Last fall and while the dust was still settling on what was left of Gaza, I walked into a synagogue in Andover, Massachusetts. A mutual friend had introduced me to the rabbi, who extended an invitation to talk at their Shabbat service. I wanted to share my experience living under Israeli occupation in Palestine.
The congregation is reconstructionist and clearly open-minded, but I knew my talk would be nothing but contentious. The gap between the reality of Israel’s occupation and the pro-Israel narrative fed to the American Jewish community is astounding. Israeli media outlets targeted at American Jews portray Israel as a last line of defense against another Holocaust and paint its actions as purely defensive.
They rarely acknowledge the existence of the Palestinians and describe the military occupation of their land with euphemisms, as if it is nothing but a scheme to distribute candy to Palestinian children. They attack anyone who challenges this narrative with accusations of anti-Semitism, including Jews, progressive liberals, or both.
But there is also a rise in Jewish support for the Palestinian cause ironically due to the new media’s ability to provide alternative narratives and expose state-centric propaganda. Today, it is not difficult to find out the truth about life in the occupied territories. To get a glimpse of this reality, one can simply watch a video of Israeli soldiers releasing an attack dog on a Palestinian child or of Israeli soldiers arresting and carelessly throwing an 11-year-old boy in the back of a jeep.
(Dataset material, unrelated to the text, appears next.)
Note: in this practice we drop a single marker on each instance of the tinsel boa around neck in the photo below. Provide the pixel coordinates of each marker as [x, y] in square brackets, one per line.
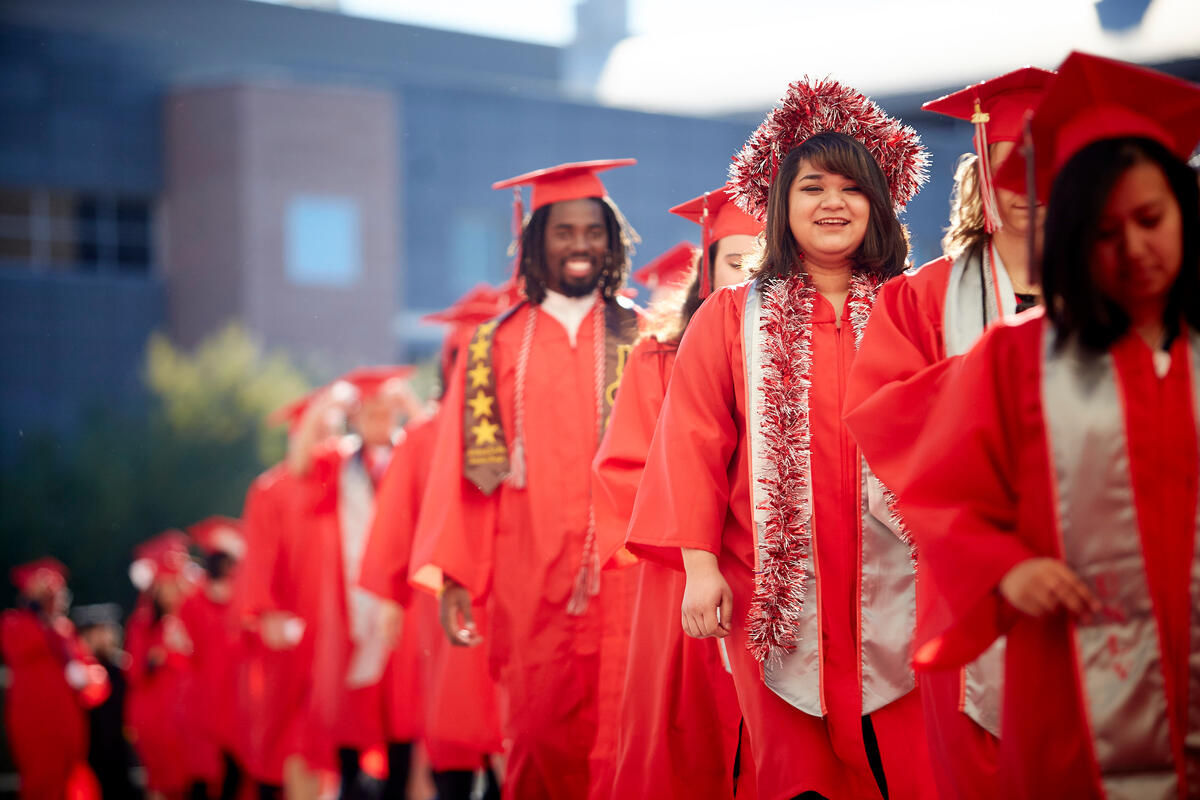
[785, 337]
It is often overlooked that the plight of the Palestinian people, as perceived by the Palestinians, looks eerily similar to the plight of the Jewish people, as perceived by the Jewish people. They are both peoples of the Diaspora. They longed, or are still longing for a piece of the same real estate. They were both persecuted by ultra-nationalistic powers that underestimated humanity’s capacity to survive, even if those powers differ substantially in how and why they acted. As a result, both Palestinians and Jews live with collective existential traumas, which are impossible to ignore or resolve. If anyone could empathize with being a Palestinian, it would probably be someone of a Jewish background.
It is thus not surprising that Holocaust survivors and their descendants openly opposed Israel’s onslaught on Gaza last summer. There has also been steady growth of Jewish American solidarity organizations that advocate for Palestinians rights; and a growing peace movement within Israel that provides support for army refuseniks and whistle-blowers.
The Jewish congregation I visited was welcoming and warm. After sharing challah, a Jewish bread eaten on Sabbath, and singing songs about healing, we sat down for the conversation. I began by telling them about my home city of Hebron, located in the southern West Bank. Today, Palestinian life in Hebron’s old city can only be described as dystopic. Settlers often assault Palestinians under the watch of Israeli soldiers, and Palestinians, who are not allowed to own cars, are restricted to narrow footpaths on the side of Jewish-only passages. Yet there has been continued Jewish presence in the city for millennia — except during the Crusades (The Jewish community in Hebron was reestablished following the Muslim liberation). As it turns out, our bleak reality has never been eternal.
Many of the congregants were inquisitive: What is life like for a Palestinian in such a city? What do you think about the last war? What news outlets do you suggest? Others, of course, were combative. An older man went into a tirade about “You Arabs” and repeated the myth that Palestine never existed or that Palestinian refugees voluntary fled their homes with a smile on their faces. It was interesting to see how the congregation reacted to his racist remarks. A few shook their heads disapprovingly; others adjusted their posture as if to distance themselves from him.
At the end of the night, I thanked the congregants for their hospitality and drove back with the rabbi, who happened to live in the same neighborhood.
It is almost impossible to convince anyone — Jews or Palestinians — of an opposing viewpoint. Some political positions will need time to ferment and evolve. One-sided narratives are comforting and self-affirming but they also obstruct change. A deeper understanding of the Palestinian-Israeli conflict will emerge when the one-dimensional narrative is disrupted, and with it, hopefully, a path to a just peace.